Makna Pembatalan 3.143 PERDA
Jokowi Batalkan 3.143 PERDA |
Oleh : Hanif Kristianto (Analis Politik dan Media)
Busyet! 3.143 perda dibatalkan oleh presiden Jokowi. Kinerja
bertahun-tahun pemerintah atas nama otonomi daerah dibuyarkan impiannya begitu
saja. Suatu kondisi ingin daerah diatur berdasar aspirasi rakyat tak berlaku
bagi rezim Jokowi-JK. Jika alasan pembatalan perda itu dianggap karena
menghambat investasi dalam ekonomi, lantas untuk apa semua itu dirancang dan
ditetapkan? Sebegitu mudahnya membatalkan ‘aturan manusia’ atas nama peraturan
daerah (perda). Inilah bukti kesekian kali, penguasa melukai hati nurani
rakyat. Serta menjadi bukti bahwa aturan buah pikir manusia begitu lemah,
kompromis, dan berubah-ubah menyesuaikan zaman.
Ditengarai
dalam ribuan perda itu mengandung kearifan lokal berupa perlindungan kepada
rakyat dan memotifasi rakyat untuk semakin mencintai agamanya. Pihak-pihak pun
menyayangkan perda yang bernuansa syariah dileyapkan begitu saja. Jokowi
menegaskan tak perlu mengkaji ulang perda bermasalah itu. Beberapa alasan
Jokowi terkait pembatalan perda, di antaranya:
1) peraturan yang menghambat
pertumbuhan ekonomi daerah dan memperpanjang jalur birokrasi.
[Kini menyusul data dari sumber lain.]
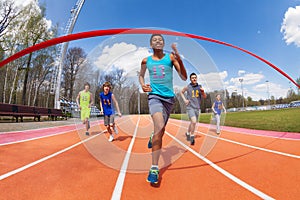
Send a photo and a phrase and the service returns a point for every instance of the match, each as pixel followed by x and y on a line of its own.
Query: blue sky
pixel 254 25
2) peraturan tersebut dianggap
menghambat proses perizinan dan investasi serta menghambat kemudahan berusaha.
3) Peraturan-peraturan itu juga
bertentangan dengan peraturan perundangan yang lebih tinggi
Nah,
di sinilah letak menariknya. Apa motif dan makna dari pembatalan perda itu?
Bukankah Jokowi juga pernah menjadi Walikota Solo dan Gubernur DKI Jakarta.
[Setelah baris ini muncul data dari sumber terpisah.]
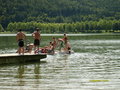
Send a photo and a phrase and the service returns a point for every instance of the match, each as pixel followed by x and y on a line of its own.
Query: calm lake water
pixel 95 65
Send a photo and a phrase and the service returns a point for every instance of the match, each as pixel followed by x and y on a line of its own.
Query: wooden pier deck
pixel 16 58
Jika dikaitkan dengan pembatalan perda berarti beliau juga turut menyumbangkan
perda bermasalah. Jika saja perda itu menghambat investasi, lantas sejatinya
penguasa negeri ini beritikad baik untuk mengurusi rakyatnya atau tidak? Serta
perda merupakan rumusan oleh pemerintah daerah, anggota DPRD, dan aspirasi
masyarakat. Jika pun bertentangan dengan perundangan di atasnya, berarti
anggota DPRD tidak tahu ketatanegaraan dan hierarki hukum. Lantas, untuk apa
menghabiskan uang milyaran pembahasan raperda? Sungguh rakyat disuguhi dengan
tontonan konyol dari elit negeri ini.
=================
Keluar dari Mainstream
Setiap
perda pasti diketahui pemerintah pusat karena selalu dikonsultasikan. “Kalau
memang perdanya yang salah silakan dievaluasi. Nggak benar juga kalau pemerintah
tidak tahu,” kata Bupati Ponorogo Ipong Muchlissoni. Sementara itu, Wakil Ketua
Komisi II DPR Al Muzammil Yusuf mengingatkan pemerintah agar berhati-hati dalam
pencabutan perda yang dianggap bermasalah. Butuh kajian matang dan komprehensif
sebelum hal ini dilakukan karena perda adalah bagian dari otonomi daerah yang
dilindungi konstitusi.
“Mari
kita hormati hak otonomi masing-masing daerah yang dilindungi UUD 1945 Pasal
18, 18A, dan 18B, dalam menetapkan peraturan daerah. Jadi, pemerintah pusat
tidak boleh langsung mencabut peraturan daerah tanpa kajian yang matang,” kata
Wakil Ketua Komisi II DPR Al Muzammil Yusuf di Jakarta.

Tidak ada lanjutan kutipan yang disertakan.